JF Ptak Science Books
The October 1945 issue of Popular Mechanics carried a story "Atomic Bomb for War / Atomic Bomb for Peace" as a reminder to its readers that the vast destructive power of the atomic bomb was just one example of what nuclear power might be--and that there could be incredible and wide-reaching benefits of the process for peaceful uses. This work came about eight weeks after the bombings of Hiroshima and Nagasaki, and seems to be only the second post-use story on the weapon in this magazine. The article does mention a prescient piece ("The Miracle of U-235") published in January 1941 in Popular Mechanics by physicist R.M. Langer1 (CalTech) which extolled the future possibilities of the energy/power potential of nuclear energy, which is really what the present article is all about. Except of course for the 5,000 a-bomb total destruction of Japan analogy, which is an odd thing.

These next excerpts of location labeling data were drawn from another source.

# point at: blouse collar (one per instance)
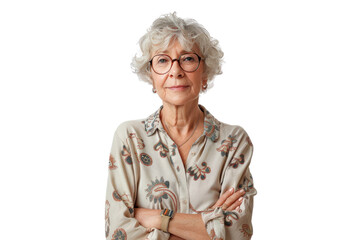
(211, 124)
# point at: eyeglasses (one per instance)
(162, 63)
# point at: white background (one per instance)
(291, 77)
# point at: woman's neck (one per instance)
(181, 118)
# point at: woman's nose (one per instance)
(176, 70)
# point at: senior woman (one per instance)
(180, 173)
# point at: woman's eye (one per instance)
(188, 59)
(162, 60)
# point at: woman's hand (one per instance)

Half of the article's illustration is dedicated to military applications of atomic energy, and the other to the peaceful; and in the upper-middle of the military side we are told that if necessary that every city in Japan could be completely destroyed with "5,000 atomic bombs". The truth of the matter is that a great percentage of the major (and minor-major and major-minor) cities had already been pretty much decommissioned. (Just weeks before the bomb came the massive firebombing of Tokyo--334 of General Curtis LeMay B-29's were loaded to utmost capacity with the newly-conceived M-69s bomb, an incendiary so vicious that the fires it produced were all but inextinguishable. The B29's bombed Tokyo for hours, killing 100,000+ people and making over a million homeless.) And so I'm not sure what the message was, here, except to establish that the complete destruction of a city with weapons dropped from planes was now a possibility. It was probably right at about this point that this idea became a real possibility--and so to for its extension, that given enough of these weapons, that the entire world could be bombed out of existence.
Notes
1. Langer wrote an earlier piece in 1940 for Colliers which was a more sugary version of the Popular Mechanics Article. In this one he hypothesized that uranium would basically fuel life--it would be a fuel source so cheap to produce that it wouldn't make economic sense to charge for it (?). It was the seed of peace that would lead to Utopia and eliminate wars. This was Langer's popular side--he did in fact work and publish through the 1930's on the fission issue; his vision of the future though were a little overly-optimistic.